Format numbers with million (M) and billion (B) suffixes

emehex picture emehex · Jan 26, 2015 · Viewed 21k times · Source

I have large numbers, e.g. currency or dollar:

1 6,000,000
2 75,000,400
3 743,450,000
4 340,000
5 4,300,000

I want to format them using suffixes, like M (million) and B (billion):

1 6.0 M
2 75.0 M
3 743.5 M
4 0.3 M
5 4.3 M 

Answer

IRTFM picture IRTFM · Jan 27, 2015

Obviously you first need to get rid of the commas in the formatted numbers, and gsub("\\,", ...) is the way to go. This uses findInterval to select the appropriate suffix for labeling and determine the denominator for a more compact display. Can be easily extended in either direction if one wanted to go below 1.0 or above 1 trillion:

comprss <- function(tx) { 
      div <- findInterval(as.numeric(gsub("\\,", "", tx)), 
         c(0, 1e3, 1e6, 1e9, 1e12) )  # modify this if negative numbers are possible
      paste(round( as.numeric(gsub("\\,","",tx))/10^(3*(div-1)), 2), 
           c("","K","M","B","T")[div] )}

You don't need to remove the as.numeric or gsub if the input is numeric.

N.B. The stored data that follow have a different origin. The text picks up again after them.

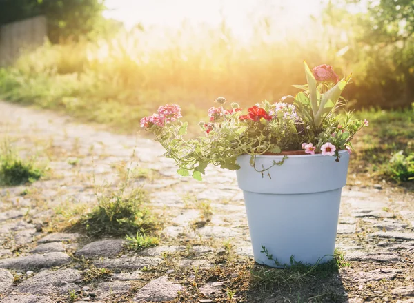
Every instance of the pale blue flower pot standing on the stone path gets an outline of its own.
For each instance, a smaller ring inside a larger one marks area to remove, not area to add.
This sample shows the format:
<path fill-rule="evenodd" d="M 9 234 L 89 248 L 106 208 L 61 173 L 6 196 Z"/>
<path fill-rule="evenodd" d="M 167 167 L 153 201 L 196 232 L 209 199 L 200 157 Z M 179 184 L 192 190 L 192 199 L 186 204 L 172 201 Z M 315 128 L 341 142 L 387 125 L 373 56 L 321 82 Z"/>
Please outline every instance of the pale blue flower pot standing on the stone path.
<path fill-rule="evenodd" d="M 262 246 L 281 264 L 290 264 L 291 256 L 308 264 L 332 259 L 349 162 L 346 150 L 339 155 L 339 162 L 321 154 L 290 155 L 263 177 L 255 168 L 269 168 L 284 156 L 257 155 L 255 168 L 250 155 L 237 158 L 237 182 L 244 193 L 256 262 L 277 267 L 261 252 Z"/>

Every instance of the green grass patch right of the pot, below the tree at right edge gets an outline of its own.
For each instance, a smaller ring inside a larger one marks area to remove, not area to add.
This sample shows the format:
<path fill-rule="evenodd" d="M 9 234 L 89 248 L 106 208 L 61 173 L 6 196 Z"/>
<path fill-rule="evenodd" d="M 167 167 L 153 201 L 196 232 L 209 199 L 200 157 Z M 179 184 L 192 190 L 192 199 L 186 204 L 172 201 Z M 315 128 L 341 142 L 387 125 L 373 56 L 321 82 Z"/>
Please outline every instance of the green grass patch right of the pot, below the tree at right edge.
<path fill-rule="evenodd" d="M 411 110 L 362 110 L 370 122 L 355 137 L 351 174 L 359 179 L 412 186 L 414 178 L 414 106 Z"/>

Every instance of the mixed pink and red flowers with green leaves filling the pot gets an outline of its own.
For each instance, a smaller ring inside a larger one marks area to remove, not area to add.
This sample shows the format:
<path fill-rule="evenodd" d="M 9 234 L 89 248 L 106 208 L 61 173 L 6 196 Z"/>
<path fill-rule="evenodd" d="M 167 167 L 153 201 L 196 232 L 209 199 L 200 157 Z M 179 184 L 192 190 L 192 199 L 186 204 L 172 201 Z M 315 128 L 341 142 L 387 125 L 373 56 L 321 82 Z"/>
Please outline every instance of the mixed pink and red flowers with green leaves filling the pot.
<path fill-rule="evenodd" d="M 304 62 L 304 67 L 308 83 L 294 86 L 303 90 L 295 97 L 285 96 L 273 104 L 263 101 L 247 113 L 237 103 L 226 109 L 226 99 L 217 98 L 217 107 L 208 110 L 209 120 L 199 123 L 204 136 L 197 139 L 184 139 L 188 123 L 179 120 L 177 104 L 161 106 L 157 114 L 142 118 L 141 127 L 154 133 L 166 149 L 164 155 L 177 162 L 179 175 L 191 174 L 199 180 L 208 164 L 239 169 L 236 159 L 243 154 L 252 155 L 252 166 L 255 155 L 286 155 L 297 150 L 334 156 L 339 161 L 339 150 L 351 153 L 351 139 L 368 126 L 368 121 L 353 119 L 351 113 L 338 113 L 345 103 L 341 93 L 351 75 L 339 79 L 328 65 L 311 70 Z M 257 171 L 263 174 L 264 170 Z"/>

It's admittedly superfluous, but would succeed. This is the result with Gregor's example:

> comprss (big_x)
 [1] "123 "     "500 "     "999 "     "1.05 K"   "9 K"     
 [6] "49 K"     "105.4 K"  "998 K"    "1.5 M"    "20 M"    
[11] "313.4 M"  "453.12 B"

And with the original input (which was probably a factor variable if entered with read.table, read.csv or created with data.frame.)

comprss (dat$V2)
[1] "6 M"      "75 M"     "743.45 M" "340 K"    "4.3 M"  

And of course these can be printed without the quotes using either an explicit print command using quotes=FALSE or by using cat.